January 17: Hartford Becomes America’s First Steam-Powered City

 

On January 17, 1901, the city of Hartford took its first step into the steam-powered future with the delivery of a state-of-the-art steam turbine-powered generator.  The massive 90,000-pound machine arrived on a custom-designed railroad car following a long journey from the Westinghouse Machine Company of Pittsburgh, Pennsylvania, where it was manufactured as a special order for the Hartford Electric Light Company.  After the machine was offloaded in downtown Hartford near Asylum Avenue, a team of engineers carefully offloaded it onto a series of rollers and slowly moved it — as gingerly as if they were moving a house — to HELCO’s Pearl Street power plant.
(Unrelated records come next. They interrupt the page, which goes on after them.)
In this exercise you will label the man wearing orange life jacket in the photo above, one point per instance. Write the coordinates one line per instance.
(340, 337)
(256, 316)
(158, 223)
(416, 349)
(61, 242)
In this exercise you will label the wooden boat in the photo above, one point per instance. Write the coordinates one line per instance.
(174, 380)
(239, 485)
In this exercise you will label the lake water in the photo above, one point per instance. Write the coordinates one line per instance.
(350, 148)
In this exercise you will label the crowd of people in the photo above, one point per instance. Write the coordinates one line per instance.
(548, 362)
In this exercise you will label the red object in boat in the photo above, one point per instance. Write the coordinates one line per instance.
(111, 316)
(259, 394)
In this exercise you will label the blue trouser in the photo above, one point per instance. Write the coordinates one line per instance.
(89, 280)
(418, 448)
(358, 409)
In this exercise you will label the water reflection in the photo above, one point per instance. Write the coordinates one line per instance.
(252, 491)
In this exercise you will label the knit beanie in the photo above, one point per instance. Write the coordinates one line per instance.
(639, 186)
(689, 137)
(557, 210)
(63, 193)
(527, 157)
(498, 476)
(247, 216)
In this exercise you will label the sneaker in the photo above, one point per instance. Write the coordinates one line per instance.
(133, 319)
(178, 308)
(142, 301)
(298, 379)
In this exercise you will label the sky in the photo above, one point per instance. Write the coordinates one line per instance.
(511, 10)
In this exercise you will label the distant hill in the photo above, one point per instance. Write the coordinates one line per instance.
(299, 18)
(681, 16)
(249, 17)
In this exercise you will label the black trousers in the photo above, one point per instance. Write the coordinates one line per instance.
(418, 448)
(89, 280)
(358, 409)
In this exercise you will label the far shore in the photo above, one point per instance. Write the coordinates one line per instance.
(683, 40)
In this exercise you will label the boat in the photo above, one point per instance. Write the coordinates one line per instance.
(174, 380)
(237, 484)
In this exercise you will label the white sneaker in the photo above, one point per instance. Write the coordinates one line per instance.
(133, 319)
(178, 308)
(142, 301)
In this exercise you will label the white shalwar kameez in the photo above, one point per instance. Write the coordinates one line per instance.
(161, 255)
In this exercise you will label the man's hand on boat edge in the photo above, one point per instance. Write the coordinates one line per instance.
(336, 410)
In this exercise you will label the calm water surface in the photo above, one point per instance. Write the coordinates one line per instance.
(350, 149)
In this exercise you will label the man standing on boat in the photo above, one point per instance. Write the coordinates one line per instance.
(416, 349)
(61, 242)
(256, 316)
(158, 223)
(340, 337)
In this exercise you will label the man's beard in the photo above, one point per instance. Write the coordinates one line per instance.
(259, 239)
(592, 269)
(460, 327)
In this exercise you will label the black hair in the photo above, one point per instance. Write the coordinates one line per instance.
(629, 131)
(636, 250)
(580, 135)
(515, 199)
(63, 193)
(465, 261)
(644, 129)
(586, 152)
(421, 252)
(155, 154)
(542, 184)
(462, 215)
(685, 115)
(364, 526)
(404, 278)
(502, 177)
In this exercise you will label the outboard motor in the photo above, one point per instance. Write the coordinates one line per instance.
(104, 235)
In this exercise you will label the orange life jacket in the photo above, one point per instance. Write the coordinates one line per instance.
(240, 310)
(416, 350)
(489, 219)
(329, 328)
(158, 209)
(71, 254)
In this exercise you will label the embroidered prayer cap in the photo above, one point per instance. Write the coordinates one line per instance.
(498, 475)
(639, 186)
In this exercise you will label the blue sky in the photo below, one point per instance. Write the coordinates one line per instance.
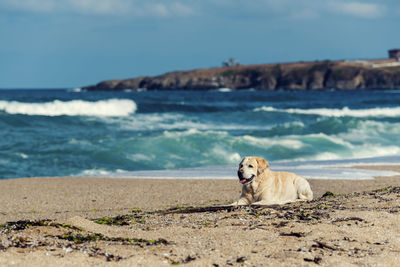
(72, 43)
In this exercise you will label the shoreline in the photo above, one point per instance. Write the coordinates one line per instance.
(143, 222)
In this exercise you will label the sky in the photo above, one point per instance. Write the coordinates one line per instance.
(73, 43)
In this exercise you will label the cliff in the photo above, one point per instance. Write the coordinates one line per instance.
(294, 76)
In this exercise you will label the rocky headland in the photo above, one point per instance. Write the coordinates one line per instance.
(317, 75)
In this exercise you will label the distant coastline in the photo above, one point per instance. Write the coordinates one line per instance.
(316, 75)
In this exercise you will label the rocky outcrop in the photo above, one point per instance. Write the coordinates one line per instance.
(294, 76)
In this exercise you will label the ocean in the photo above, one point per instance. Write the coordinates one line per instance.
(195, 134)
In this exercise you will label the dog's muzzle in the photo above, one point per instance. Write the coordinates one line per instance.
(243, 180)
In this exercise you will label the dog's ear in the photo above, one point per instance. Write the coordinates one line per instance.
(262, 165)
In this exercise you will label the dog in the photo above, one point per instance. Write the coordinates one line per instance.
(261, 186)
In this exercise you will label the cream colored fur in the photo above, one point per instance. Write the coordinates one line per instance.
(266, 187)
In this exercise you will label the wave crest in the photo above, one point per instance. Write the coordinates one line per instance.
(344, 112)
(101, 108)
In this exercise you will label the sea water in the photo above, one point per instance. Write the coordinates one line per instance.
(196, 134)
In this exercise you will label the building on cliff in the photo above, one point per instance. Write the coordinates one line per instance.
(395, 54)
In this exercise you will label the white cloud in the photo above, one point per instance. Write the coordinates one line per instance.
(358, 9)
(135, 8)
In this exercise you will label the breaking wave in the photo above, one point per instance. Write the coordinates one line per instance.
(101, 108)
(344, 112)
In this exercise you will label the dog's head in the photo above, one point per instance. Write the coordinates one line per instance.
(250, 168)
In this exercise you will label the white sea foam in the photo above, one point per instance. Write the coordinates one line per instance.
(102, 108)
(359, 113)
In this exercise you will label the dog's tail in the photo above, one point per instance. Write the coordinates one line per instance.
(304, 190)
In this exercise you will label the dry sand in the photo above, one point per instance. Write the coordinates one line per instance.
(147, 223)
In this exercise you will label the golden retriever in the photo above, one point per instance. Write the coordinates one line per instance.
(261, 186)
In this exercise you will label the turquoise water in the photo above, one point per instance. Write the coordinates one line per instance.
(73, 133)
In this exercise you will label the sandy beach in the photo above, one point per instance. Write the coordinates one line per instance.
(150, 222)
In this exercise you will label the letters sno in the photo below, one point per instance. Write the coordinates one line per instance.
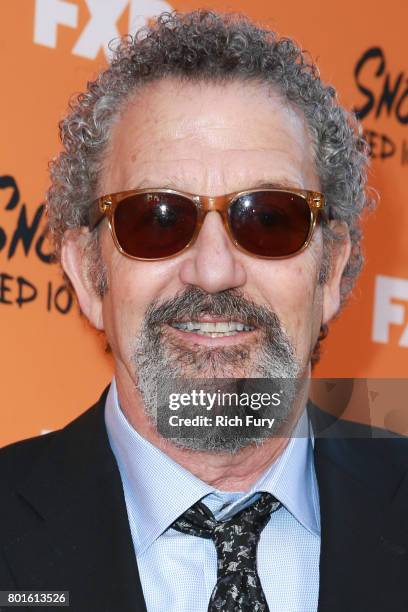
(101, 27)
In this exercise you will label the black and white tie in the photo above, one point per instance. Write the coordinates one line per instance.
(238, 588)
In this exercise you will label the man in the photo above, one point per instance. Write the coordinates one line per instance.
(205, 209)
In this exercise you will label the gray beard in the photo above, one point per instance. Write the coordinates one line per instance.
(159, 361)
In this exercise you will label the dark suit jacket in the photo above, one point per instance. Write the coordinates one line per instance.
(63, 521)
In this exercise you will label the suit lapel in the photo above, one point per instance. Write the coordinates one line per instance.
(73, 533)
(364, 514)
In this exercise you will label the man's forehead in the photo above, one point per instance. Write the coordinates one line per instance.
(172, 132)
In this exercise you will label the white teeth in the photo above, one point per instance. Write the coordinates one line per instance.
(221, 328)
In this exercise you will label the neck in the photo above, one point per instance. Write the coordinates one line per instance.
(224, 471)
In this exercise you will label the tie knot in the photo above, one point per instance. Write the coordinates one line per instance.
(235, 539)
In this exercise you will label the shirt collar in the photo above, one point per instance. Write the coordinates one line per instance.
(162, 489)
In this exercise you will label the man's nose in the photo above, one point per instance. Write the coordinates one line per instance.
(213, 263)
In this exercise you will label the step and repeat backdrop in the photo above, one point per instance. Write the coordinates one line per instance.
(53, 365)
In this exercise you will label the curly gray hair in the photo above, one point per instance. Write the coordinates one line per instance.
(204, 45)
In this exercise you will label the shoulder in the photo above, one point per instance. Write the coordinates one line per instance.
(18, 459)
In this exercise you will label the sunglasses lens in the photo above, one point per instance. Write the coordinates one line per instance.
(270, 223)
(154, 225)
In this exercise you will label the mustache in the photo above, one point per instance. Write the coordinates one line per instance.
(195, 302)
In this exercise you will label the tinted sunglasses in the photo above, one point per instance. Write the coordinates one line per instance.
(153, 224)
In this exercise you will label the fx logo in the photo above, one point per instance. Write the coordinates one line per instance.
(101, 27)
(387, 312)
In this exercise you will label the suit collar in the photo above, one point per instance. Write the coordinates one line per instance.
(363, 489)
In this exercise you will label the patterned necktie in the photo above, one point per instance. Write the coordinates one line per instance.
(238, 587)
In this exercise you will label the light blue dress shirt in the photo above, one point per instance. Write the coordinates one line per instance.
(178, 571)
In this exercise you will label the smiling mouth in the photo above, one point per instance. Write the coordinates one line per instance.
(212, 329)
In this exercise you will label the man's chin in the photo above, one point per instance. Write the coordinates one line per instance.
(217, 445)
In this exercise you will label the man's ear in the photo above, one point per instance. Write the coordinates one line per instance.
(340, 253)
(75, 264)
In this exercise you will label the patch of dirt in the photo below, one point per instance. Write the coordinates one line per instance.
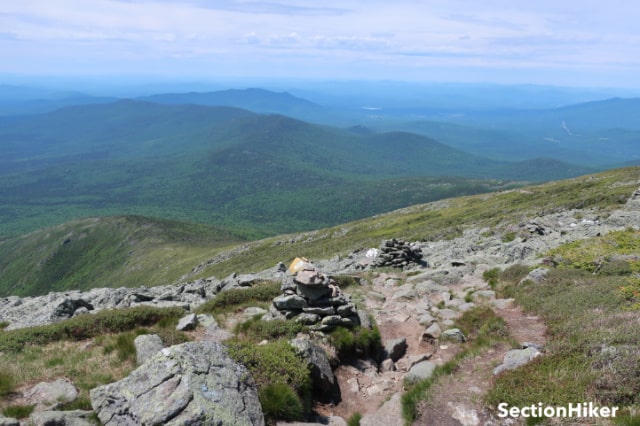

The generator, which HELCO employees nicknamed “Mary-Ann,” was designed to augment — and eventually replace — the series of hydro-electric generators that HELCO had been using since the 1870s to power the city of Hartford.  With the city experiencing a rapid increase of both commercial industry and population in the late 19th century, demand for electricity soon threatened to outpace supply, and so HELCO decided to gamble with installing one of Westinghouse’s steam-turbine generators — technology that was so new, it hadn’t even been tested yet.

A photo of the state-of-the-art steam turbine generator “Mary-Ann” at the Hartford Electric Light Company. (Connecticut Historical Society)

After Mary-Ann was manufactured and shipped to Hartford, it took several months for her to start producing electricity as engineers worked out quirks in the turbine’s design and became familiar with its operation.  Perhaps the most unexpected discovery was that Mary-Ann would require a water supply equivalent to the entire Connecticut River to operate at capacity.  To solve this problem, engineers constructed three massive cooling towers that would re-collect expended steam and condense it into reusable water, greatly reducing the demand for fresh water from the Connecticut River.  Finally, in early October, engineers “flipped the switch” and Mary-Ann sprang into operation, making the Hartford Electric Light Company the first public utility in the United States to generate electricity using steam power.  A gamble on the technology of the future paid off, today in Connecticut history.